This is the spot of earth supremely blest—

A dearer, sweeter spot than all the rest.”

AMERICAN SOLDIERS.

Address of welcome, delivered at the Soldiers’ and Sailors’ Reunion, Topeka, Kansas, September 29, 1885.

Commander Stewart, Comrades of the Grand Army, and Soldiers of the Union: To me has been assigned the delightful duty of welcoming to the Capital this great multitude of patriot heroes. Yet it seems to me that words of welcome are unnecessary. There is no town or city within the boundaries of Kansas where the soldiers of the Union would not be greeted as friends or comrades, and honored as guests; and I know that the loyal people of the Capital, one and all, will welcome you with a hand-clasp far more eloquent than speech.

They will welcome you as men who brought from the gloom of the past the lights of the present and the hopes of the future. They will welcome you as soldiers who rescued the Republic from anarchy; as heroes who brought Union, Liberty and Peace out of the smoke and flames of civil war. They will welcome you as fellow-citizens whose energy, enterprise and industry are building up, here in the heart of the Continent, the greatest and most prosperous State in the Union. One and all, they will welcome and salute you.

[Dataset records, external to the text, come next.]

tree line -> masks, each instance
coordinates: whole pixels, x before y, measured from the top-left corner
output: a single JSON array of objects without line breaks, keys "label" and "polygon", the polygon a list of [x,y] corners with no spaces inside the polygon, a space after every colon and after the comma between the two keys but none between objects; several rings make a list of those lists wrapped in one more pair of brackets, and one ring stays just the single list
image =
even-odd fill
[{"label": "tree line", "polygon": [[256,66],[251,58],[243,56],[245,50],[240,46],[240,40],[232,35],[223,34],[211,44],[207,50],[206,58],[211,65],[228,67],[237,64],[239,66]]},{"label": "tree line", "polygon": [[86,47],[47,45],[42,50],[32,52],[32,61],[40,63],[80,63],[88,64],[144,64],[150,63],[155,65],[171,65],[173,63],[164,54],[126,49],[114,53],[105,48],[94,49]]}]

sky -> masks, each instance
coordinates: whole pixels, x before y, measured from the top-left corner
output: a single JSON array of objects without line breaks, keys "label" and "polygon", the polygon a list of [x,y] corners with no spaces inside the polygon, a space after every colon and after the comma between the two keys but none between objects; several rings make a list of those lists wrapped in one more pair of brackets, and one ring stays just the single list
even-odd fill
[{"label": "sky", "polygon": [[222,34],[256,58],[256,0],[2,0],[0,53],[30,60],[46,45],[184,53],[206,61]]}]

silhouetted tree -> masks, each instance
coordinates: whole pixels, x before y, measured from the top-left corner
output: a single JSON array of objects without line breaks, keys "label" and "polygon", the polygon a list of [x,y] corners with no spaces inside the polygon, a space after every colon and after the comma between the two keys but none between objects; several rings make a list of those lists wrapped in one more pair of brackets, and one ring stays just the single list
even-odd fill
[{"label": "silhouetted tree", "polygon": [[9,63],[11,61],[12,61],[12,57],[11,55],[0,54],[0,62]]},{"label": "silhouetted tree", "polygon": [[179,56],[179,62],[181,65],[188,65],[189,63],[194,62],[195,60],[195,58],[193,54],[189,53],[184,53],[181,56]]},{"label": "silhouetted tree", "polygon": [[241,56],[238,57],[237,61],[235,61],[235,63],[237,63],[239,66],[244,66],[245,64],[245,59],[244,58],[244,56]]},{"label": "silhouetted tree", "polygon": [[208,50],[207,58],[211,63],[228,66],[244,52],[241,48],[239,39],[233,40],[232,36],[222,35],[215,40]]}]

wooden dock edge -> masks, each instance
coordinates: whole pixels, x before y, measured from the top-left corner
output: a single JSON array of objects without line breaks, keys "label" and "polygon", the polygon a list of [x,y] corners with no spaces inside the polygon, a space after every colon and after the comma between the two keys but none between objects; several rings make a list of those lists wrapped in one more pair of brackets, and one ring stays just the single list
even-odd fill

You are survivors of the greatest war the world has ever known. You were prominent actors in the grandest epoch of history. You fought for the noblest cause that ever warmed the hearts and nerved the arms of heroes. You have lived to witness the grandeur of your triumph, and the growth and prosperity it has brought in its train. You are here to meet old comrades; to revive recollections of scenes and events that should never be forgotten; to sing the old songs; to touch elbows again in the steadily dwindling line that once reached from the Rocky Mountains to the Atlantic. And I am glad and proud to say to you: “All hail! and welcome, thrice welcome, to the Capital!”

I know that dyspeptic, envious and small-souled people regard the fact that soldiers’ reunions are steadily increasing in interest, with ill-concealed distrust. Some years ago, following a meeting similar to this, a gentleman said to me: “The boys have had a pleasant time, no doubt. But of what practical benefit are these great gatherings of soldiers? They keep alive, it seems to me, recollections of a period of strife and bloodshed, and what good does that do?”

I replied: “My friend, did you ever object to the celebration of the Fourth of July? That keeps alive memories of a period of strife and bloodshed. Yet we have been celebrating the ‘Glorious Fourth’ for over a hundred years, and nobody has ever objected that it did no good to celebrate it.”

Similar objections are sometimes made to the “Grand Army of the Republic.” It is said that such an organization not only keeps alive the memories of the war, but perpetuates the feelings and prejudices of a period when the land was aflame with passion; and that there is something of egotism in these associations and assemblages of men to celebrate events in which they were actors.